Moves from `self` during the drop hook

@Ericson2314 With either option, you need some sort of magic. I thnk you are under-estimating the amount of magic necessary to support drop-consuming T properly.

You are either going to impose rules like "you cannot move out of self in the context of fn drop" (which to me seems much the same as Interior<T>, or you are going to need some sort of ad-hoc analysis to determine which instances of T should not have their destructor invoked.
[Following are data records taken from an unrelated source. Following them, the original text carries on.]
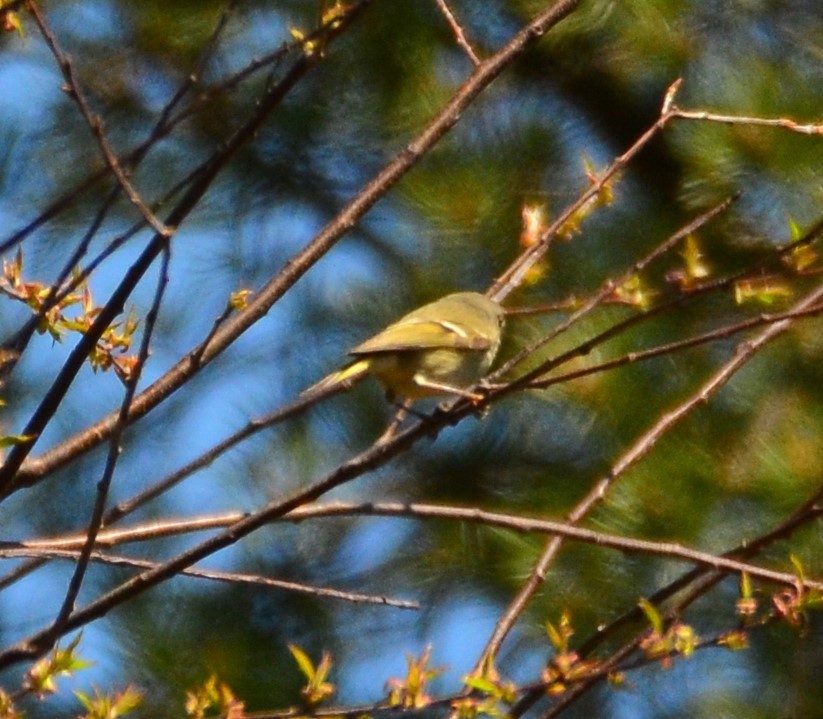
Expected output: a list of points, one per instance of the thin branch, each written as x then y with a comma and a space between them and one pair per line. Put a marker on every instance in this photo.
95, 123
669, 550
640, 448
779, 122
104, 485
459, 35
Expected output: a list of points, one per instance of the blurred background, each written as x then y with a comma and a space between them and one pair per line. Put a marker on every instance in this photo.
578, 99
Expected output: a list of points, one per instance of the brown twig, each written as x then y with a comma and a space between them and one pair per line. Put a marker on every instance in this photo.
322, 243
459, 35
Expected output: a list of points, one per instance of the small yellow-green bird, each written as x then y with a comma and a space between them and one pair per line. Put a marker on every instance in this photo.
441, 348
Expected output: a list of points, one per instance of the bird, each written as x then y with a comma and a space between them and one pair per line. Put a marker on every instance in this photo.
442, 348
As a quick example scenario, consider a destructor for T that can create other T’s:

#[derive(Debug)]
struct Tick { countdown: u32 }

impl Drop for Tick {
    fn drop(&mut self) {
        let t;
        let s = self;
        println!("dropping {:?}", s) {
        if s.countdown > 0 {
            t = Tick { countdown: s.countdown - 1 };
            println!("created {:?}", t);
        }
        println!("done dropping {:?}", s);
    }
}

fn main() {
    let _spoon = Tick { countdown: 3 };
}

In the above code, if we solely changed the signature to fn drop(self) and made no other changes, then you would need an analysis to distinguish cases like t whose destructor should be invoked, versus cases like s where doing so would cause infinite regress. (The easiest way to eliminate the above scenario is to disallow moves out of self within fn drop, but again, what’s the difference between that rule and adding Interior<T> as an explicit form of it?